Post
Topic
Board Gambling
Re: Moneypot just took a huge loss?
by
blockage
on 30/01/2016, 05:26:23 UTC
Edit2: I tried reading the Haskell code. (I don't know Haskell. I don't even know how many L's it has):

Code:
table =
  [ ( 65536     / (2^32) , 1 - 121.0 ), ( 749731840 / (2^32) , 1 - 0.5   )
[...]
fun x = sum [ p * log (1 + b * x) | (p,b) <- table ]

It looks like you're using newton's method to maximize the sum of the products - but you're using the payout multipliers from the player's point of view. You need to look at it from the other side. The house never wins 121x. The player's big wins are the house's big losses. We need to calculate each house profit or loss as a multiplier of the amount the house is risking.

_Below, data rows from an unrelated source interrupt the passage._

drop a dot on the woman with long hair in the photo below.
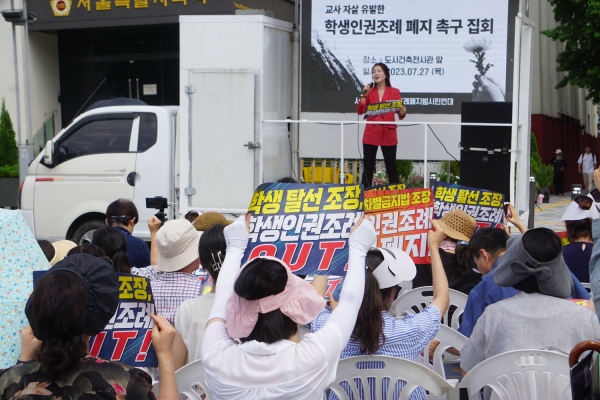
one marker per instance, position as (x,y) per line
(261,304)
(114,244)
(377,332)
(72,301)
(386,136)
(192,315)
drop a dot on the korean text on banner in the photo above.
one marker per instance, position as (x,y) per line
(385,107)
(128,336)
(401,219)
(306,226)
(483,205)
(393,186)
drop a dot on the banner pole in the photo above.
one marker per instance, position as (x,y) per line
(342,181)
(425,174)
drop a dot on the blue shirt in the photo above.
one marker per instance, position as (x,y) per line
(137,250)
(488,292)
(404,338)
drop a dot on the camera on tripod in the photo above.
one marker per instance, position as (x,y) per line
(158,203)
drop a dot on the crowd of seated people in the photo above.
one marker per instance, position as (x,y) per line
(246,328)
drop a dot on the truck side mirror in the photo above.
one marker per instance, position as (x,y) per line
(49,154)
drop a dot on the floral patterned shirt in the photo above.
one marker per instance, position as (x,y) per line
(91,378)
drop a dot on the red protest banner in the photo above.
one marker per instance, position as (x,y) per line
(401,219)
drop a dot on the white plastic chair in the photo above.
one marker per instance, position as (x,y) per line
(393,369)
(190,382)
(417,298)
(521,374)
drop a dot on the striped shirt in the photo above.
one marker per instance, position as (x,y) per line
(404,338)
(171,289)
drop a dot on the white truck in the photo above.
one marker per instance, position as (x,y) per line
(207,154)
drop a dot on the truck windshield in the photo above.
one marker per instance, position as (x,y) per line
(97,137)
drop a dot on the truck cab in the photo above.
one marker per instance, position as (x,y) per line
(105,154)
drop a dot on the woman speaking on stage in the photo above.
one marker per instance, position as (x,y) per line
(380,135)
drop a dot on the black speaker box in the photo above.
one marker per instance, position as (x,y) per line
(480,169)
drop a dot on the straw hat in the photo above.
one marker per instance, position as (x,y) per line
(208,219)
(177,244)
(458,225)
(61,248)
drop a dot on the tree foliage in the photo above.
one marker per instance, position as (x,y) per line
(9,153)
(578,22)
(535,161)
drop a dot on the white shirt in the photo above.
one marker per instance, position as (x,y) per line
(247,371)
(190,322)
(587,162)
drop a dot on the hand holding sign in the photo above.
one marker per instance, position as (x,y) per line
(436,235)
(236,234)
(305,226)
(163,335)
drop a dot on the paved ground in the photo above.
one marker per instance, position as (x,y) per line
(548,215)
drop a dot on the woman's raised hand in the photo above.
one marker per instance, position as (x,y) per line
(236,234)
(435,235)
(362,235)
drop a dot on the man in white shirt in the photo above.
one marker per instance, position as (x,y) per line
(587,164)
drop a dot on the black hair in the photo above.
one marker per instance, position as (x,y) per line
(492,240)
(287,179)
(386,71)
(368,329)
(57,309)
(91,249)
(259,279)
(121,211)
(579,229)
(543,245)
(211,243)
(191,215)
(47,248)
(114,244)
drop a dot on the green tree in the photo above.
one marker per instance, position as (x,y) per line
(578,22)
(9,153)
(535,162)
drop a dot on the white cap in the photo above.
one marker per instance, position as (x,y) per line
(576,213)
(396,267)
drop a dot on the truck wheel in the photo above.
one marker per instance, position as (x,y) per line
(85,232)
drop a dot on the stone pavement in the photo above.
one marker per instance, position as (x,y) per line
(548,214)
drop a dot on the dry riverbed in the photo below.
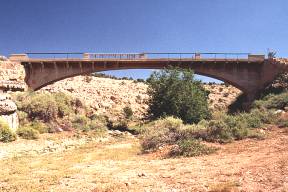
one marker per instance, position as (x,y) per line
(116,164)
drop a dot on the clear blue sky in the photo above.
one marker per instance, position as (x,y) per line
(144,26)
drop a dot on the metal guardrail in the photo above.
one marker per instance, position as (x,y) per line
(146,55)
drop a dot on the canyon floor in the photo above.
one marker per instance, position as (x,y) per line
(117,164)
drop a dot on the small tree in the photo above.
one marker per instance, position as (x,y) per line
(175,92)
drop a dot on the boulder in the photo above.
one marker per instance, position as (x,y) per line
(7,107)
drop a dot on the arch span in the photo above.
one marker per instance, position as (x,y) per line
(248,76)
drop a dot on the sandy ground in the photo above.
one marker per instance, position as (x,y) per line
(118,165)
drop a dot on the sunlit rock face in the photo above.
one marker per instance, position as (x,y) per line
(8,111)
(108,96)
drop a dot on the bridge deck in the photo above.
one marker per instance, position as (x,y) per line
(37,60)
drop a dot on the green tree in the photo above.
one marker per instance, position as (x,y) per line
(175,92)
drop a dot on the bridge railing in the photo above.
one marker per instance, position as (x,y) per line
(147,55)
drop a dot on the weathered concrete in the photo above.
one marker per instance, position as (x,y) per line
(249,75)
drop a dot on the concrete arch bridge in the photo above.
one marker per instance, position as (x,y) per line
(248,72)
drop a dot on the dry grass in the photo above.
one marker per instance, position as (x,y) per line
(40,173)
(254,165)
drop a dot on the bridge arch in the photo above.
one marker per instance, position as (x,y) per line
(248,75)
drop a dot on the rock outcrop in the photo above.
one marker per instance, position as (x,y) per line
(109,96)
(8,111)
(106,96)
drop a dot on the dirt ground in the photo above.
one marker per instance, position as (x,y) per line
(118,165)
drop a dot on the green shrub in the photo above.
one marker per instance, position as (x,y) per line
(128,112)
(191,148)
(27,132)
(175,92)
(282,123)
(6,135)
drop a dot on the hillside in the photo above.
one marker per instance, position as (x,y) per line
(109,96)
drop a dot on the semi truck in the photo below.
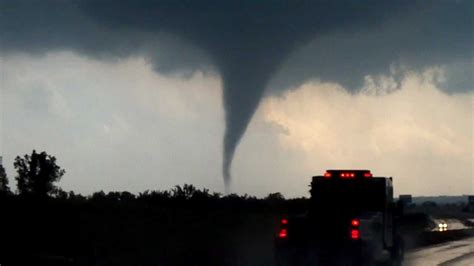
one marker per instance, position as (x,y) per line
(351,220)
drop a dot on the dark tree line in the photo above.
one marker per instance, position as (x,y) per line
(36,175)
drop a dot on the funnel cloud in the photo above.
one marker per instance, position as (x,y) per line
(256,47)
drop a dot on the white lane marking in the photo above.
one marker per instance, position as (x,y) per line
(457,252)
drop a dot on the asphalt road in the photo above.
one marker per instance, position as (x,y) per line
(459,253)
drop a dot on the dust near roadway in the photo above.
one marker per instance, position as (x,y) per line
(460,252)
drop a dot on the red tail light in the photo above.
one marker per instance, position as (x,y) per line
(355,222)
(283,233)
(355,234)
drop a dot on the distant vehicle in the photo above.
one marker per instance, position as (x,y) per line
(351,221)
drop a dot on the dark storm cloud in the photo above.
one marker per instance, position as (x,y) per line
(249,42)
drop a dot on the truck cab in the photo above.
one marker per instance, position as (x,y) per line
(351,221)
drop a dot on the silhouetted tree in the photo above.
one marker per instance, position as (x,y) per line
(277,196)
(37,173)
(4,188)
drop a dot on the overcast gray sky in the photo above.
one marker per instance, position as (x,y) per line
(130,98)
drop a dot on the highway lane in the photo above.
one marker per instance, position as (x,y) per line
(459,253)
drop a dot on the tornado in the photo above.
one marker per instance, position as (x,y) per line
(243,89)
(246,42)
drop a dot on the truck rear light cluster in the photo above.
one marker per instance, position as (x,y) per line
(283,230)
(283,233)
(347,174)
(355,233)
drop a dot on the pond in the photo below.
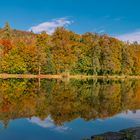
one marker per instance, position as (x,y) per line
(32,109)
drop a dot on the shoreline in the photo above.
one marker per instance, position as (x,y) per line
(62,76)
(125,134)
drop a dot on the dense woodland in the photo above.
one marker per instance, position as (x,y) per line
(66,52)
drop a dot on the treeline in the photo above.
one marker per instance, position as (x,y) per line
(66,52)
(66,101)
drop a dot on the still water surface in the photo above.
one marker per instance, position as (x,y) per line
(66,110)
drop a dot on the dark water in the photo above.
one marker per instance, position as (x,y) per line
(66,110)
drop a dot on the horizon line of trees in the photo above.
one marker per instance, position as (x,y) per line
(66,52)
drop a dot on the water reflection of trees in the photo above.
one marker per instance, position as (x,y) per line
(65,101)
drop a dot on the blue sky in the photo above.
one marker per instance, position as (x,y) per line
(119,18)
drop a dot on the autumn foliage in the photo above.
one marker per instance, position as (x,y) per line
(66,52)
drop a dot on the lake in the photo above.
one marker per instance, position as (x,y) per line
(32,109)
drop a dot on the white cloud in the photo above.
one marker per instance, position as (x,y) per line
(50,26)
(131,37)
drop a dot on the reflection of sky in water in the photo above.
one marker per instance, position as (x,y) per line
(36,129)
(48,123)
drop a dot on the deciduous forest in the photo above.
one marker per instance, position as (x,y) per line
(64,51)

No, it's from the house's point of view. Notice the  1 - 121.0 in the second component of the first entry? It takes the stake of 1 into account and subtracts the payout to get the profit (-120) for the house in that case. Sorry I should've normalized the table a bit more.

Edit: Oh I see what you're doing. You're normalizing the stake for the house. Let me ponder about that some more.

Ok, I now believe that you are correct and my initial calculation is invalid. The payouts need indeed be normalized by the house's risk, i.e. the biggest amount the house can lose, which is 120 in this case. So the code isn't faulty per se, but the payout table was.